Taking Data to the Cleaners
Research data can come in all degrees of “cleanliness.” Clean data are free of errors, out-of-range values, missing values, or misplaced values. It turns out that much can be done to improve the “cleanliness” of data — and our Resource Operations team is at the forefront of such efforts.
It begins with knowing, at the start of a research project, which statistical and software data-management tools will speed the process and increase the chances of producing a reliable, reproducible data set. From the outset, our data managers create a solid data management plan (DMP) outlining the steps they will take during each stage of the project. With a DMP in hand, all data management responsibilities and deliverables can be reviewed, revised if needed, and agreed upon by all stakeholders. Executing the plan consistently throughout the project lifespan promotes quality and timely data analysis.
During project start-up, the typical types of data entry errors such as misspellings, range errors and invalid data placement are dealt with by applying standardized coding schemes and validated range checks to each data item. Additional inter-and intra- form checks as well as careful directions and help text placed on data entry screens help create tight data entry routines.
During data collection, standardized reports are run on a defined basis, identifying missing data, data statistics by element, and inconsistencies not noticeable during first line edit checks. The information gathered from one report may not alert the data manager to any particular issue. Data managers, however, often become “data detectives” when they suspect potential site or system-wide underlying issues.
For example, in a complex randomized drug trial, the Data Manager (DM) noticed a high rate of missing values in the baseline data. Investigation showed that the results were being reported in a format other than what had been agreed upon in the DMP. Sites were setting the data to “missing” and reporting the results in a “comments” section rather than in the data field itself. Data in a comments section does not undergo the same scrutiny, i.e. validation and range checks as a data field. The error was caught early, the case report form was modified, and the reporting sites moved the actual data to the proper place. The result? Significantly cleaner data and valuable time savings.

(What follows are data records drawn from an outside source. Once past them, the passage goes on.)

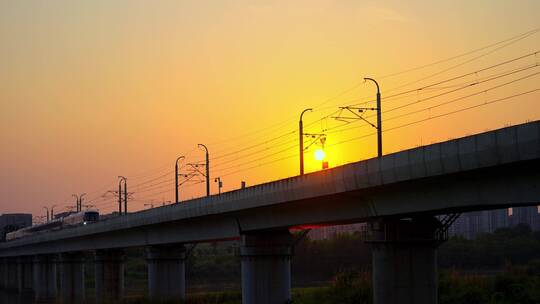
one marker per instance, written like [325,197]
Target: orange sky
[90,90]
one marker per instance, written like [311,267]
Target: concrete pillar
[404,259]
[72,278]
[25,274]
[166,273]
[3,273]
[45,289]
[12,281]
[109,275]
[266,267]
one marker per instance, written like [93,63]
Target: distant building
[331,231]
[470,224]
[13,221]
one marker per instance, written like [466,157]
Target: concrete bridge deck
[398,194]
[485,171]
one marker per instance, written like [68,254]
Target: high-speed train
[72,220]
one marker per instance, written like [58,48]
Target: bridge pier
[72,288]
[166,273]
[109,275]
[3,273]
[266,267]
[405,261]
[44,278]
[11,272]
[25,274]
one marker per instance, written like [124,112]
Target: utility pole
[220,184]
[207,170]
[52,212]
[124,179]
[80,201]
[301,135]
[120,196]
[379,126]
[47,210]
[76,202]
[176,178]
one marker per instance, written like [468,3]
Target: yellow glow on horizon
[320,154]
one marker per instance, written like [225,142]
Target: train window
[91,217]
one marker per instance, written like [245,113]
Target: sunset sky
[90,90]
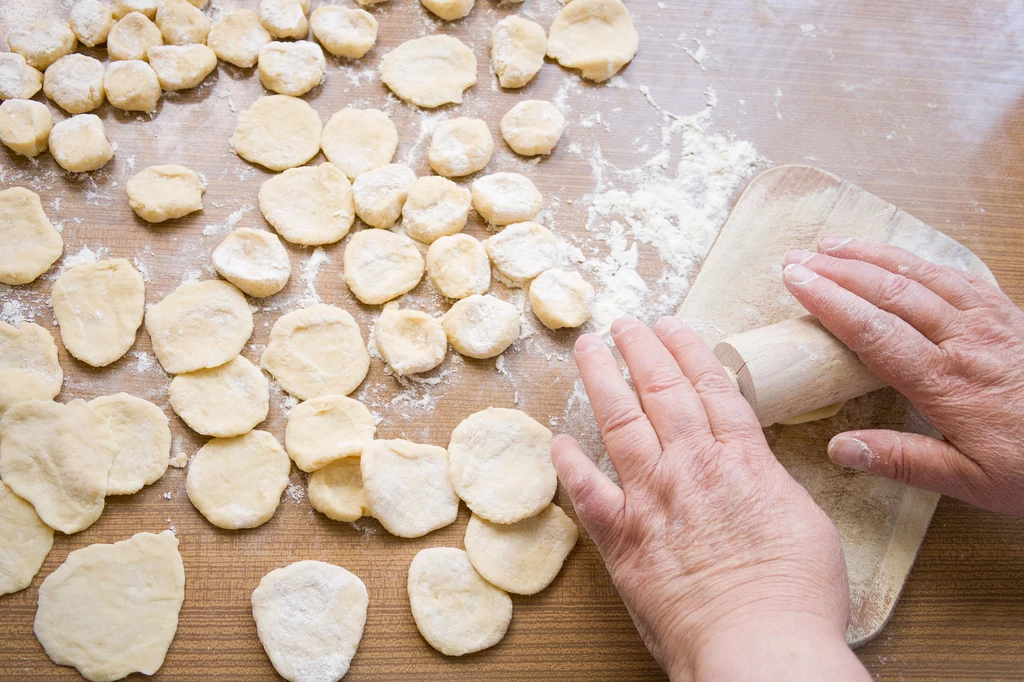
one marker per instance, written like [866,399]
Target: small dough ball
[132,85]
[200,325]
[237,482]
[461,146]
[410,341]
[430,72]
[517,50]
[435,207]
[316,351]
[278,132]
[343,32]
[458,265]
[253,260]
[309,206]
[408,487]
[456,610]
[238,38]
[381,265]
[501,465]
[481,327]
[532,127]
[357,140]
[292,69]
[328,428]
[595,36]
[522,251]
[221,401]
[381,194]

A well-crafted DMP can also play a valuable role during project close–out. At this point, the DMP ties all data management activities together and provides historical documentation of what data management tasks occurred, what queries were issued, and what data cleaning requests were made to sites. Such information is not only invaluable as part of the overall validation of the project results, it can be used by others pursuing similar types of research. By learning from prior projects, researchers can create even better DMPs, which can initiate a positive feedback loop of improvement and progress.